Ça fait un petit moment que je marche au hasard. 

Je me suis engagée dans un sentier que je ne connaissais pas encore.

Tout au bout, une grille me barre le passage. Aucune importance, je ne sais pas d’où elle sort mais j’ai dans la poche la clé qui l’ouvre. 

Clic-clac ! Me voici dans la place.

Je m’avance dans une allée ombragée.  

Autour de moi, des bouteilles, de grandes bouteilles opaques.

Je m’approche pour regarder de plus près ces étranges récipients. 

Pas de doute, ils sont en marbre.

Des bouteilles géantes en marbre de toutes les couleurs et de toutes les formes ! 

Cela demande des explications, pas de doute.

Je m’approche donc de la première et la détaille de plus près. 

Gravées en lettres d’or s’inscrivent les lettres « Et si j’avais dit la vérité – 1963 ».

Etrange ! 

Plus loin, une autre bouteille propose « Et si j’avais accepté cette proposition – 1977 ».

Et encore une nouvelle « Et si j’avais dit non – 1985 ». 

« Et si j’avais pris cette route – 1980 » « Et si j’étais monté sur ce vélomoteur – 1975 » « Et si je n’avais pas bu cette eau – 1962 » « Et si je n’avais pas passé ce concours – 2000 »

De loin en loin, les bouteilles se succèdent.
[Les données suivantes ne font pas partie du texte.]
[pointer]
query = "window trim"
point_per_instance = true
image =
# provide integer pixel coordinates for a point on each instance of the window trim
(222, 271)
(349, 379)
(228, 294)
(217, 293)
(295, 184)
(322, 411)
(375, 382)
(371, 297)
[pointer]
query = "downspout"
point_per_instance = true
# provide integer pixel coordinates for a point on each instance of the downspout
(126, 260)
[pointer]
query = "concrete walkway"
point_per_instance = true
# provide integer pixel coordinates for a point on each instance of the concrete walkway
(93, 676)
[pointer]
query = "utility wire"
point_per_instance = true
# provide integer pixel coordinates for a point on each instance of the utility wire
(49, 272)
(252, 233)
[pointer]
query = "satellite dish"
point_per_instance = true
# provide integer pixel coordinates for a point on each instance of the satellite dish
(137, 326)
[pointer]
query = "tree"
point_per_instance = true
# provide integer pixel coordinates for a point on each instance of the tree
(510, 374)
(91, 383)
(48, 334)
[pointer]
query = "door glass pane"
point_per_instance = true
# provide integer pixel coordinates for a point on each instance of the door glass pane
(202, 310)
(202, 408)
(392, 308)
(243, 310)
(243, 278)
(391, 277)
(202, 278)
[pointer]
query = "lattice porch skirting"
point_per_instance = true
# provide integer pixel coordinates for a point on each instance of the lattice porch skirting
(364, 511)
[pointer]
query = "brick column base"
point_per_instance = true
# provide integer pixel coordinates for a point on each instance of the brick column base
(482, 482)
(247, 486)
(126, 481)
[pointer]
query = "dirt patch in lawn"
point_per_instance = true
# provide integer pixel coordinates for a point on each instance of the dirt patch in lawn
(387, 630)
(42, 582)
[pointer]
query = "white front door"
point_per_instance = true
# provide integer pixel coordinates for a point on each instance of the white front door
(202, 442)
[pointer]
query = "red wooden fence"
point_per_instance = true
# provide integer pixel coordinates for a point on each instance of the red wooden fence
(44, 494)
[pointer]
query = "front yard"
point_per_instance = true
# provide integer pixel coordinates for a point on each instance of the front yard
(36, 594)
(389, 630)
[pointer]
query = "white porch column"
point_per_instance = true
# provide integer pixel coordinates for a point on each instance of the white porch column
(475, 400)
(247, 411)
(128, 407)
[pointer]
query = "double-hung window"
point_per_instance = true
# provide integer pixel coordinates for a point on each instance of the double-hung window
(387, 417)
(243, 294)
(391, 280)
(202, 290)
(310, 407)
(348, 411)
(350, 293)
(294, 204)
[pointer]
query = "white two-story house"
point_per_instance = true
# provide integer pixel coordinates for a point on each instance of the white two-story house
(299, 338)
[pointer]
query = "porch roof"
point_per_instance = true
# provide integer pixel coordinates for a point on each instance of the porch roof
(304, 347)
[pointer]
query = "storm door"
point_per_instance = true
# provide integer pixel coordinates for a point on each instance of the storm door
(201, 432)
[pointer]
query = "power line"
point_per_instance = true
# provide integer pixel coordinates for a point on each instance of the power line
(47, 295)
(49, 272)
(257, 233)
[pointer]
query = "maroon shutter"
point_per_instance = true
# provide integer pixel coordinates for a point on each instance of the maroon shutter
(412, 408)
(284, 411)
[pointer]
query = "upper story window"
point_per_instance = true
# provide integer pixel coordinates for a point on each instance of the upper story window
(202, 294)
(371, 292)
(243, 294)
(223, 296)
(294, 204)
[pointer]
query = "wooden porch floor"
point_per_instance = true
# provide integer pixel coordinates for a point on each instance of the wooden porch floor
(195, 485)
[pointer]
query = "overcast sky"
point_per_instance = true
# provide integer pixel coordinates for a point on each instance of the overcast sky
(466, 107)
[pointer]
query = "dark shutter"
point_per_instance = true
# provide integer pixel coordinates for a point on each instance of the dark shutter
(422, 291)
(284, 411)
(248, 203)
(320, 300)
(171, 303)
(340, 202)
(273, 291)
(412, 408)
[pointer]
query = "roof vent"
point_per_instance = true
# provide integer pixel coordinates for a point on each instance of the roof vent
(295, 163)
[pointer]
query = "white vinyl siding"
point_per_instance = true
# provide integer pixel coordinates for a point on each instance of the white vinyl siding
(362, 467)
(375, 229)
Toutes les inscriptions reprennent ce lancinant « Et si », mais qu’est ce que cela veut dire. 

Tout à coup, à côté de moi surgit un drôle de bonhomme, lui aussi en forme de bouteille. Il soulève son bouchon, pardon je veux dire son chapeau et me sourit d’un air aimable.

« Vous êtes un peu perdue semble-t-il ! Puis-je vous aider ? »

 

« Avec le plus grand plaisir, quel est cet étrange endroit ? »

 

« Mais voyons c’est votre si-metière »

 

« Pardon ? Mon cimetière ? »

 

« Mais oui ma chère, votre si-metière, celui dans lequel sont ensevelies toutes les personnes que vous auriez pu être si au lieu de dire « Et si » vous aviez dit « J’y vais ». Chacun de vos choix vous a ouvert une route et en a définitivement fermé une autre. Vous auriez pu être toute autre, vous en rendez-vous compte »

Un peu dépassée je réfléchis, c’est vrai ce que dit ce drôle de bonhomme, tant de choix se sont offerts à moi, ai-je toujours fait les bons ? Cela importe-t-il d’ailleurs ?

Nous continuons à marcher en silence et nous finissons par arriver devant une fosse ouverte, près de laquelle repose une vraie pierre tombale, une épitaphe y est gravée «  J'ai suivi ma route et j’en suis heureuse – 20… » 

Je détourne vite le regard avant de lire cette dernière date.

Mon accompagnateur m’observe en souriant. 

« Vous avez bien fait de ne pas regarder la date, allez savoir ce qui aurait pu se passer ! »

 

A mon tour je lui souris

 

« De toute façon je souhaite être in-si-nérée ! »

Il me raccompagne vers la sortie et je me réveille, contente de cette nouvelle journée qui commence et de me sentir tellement vivante.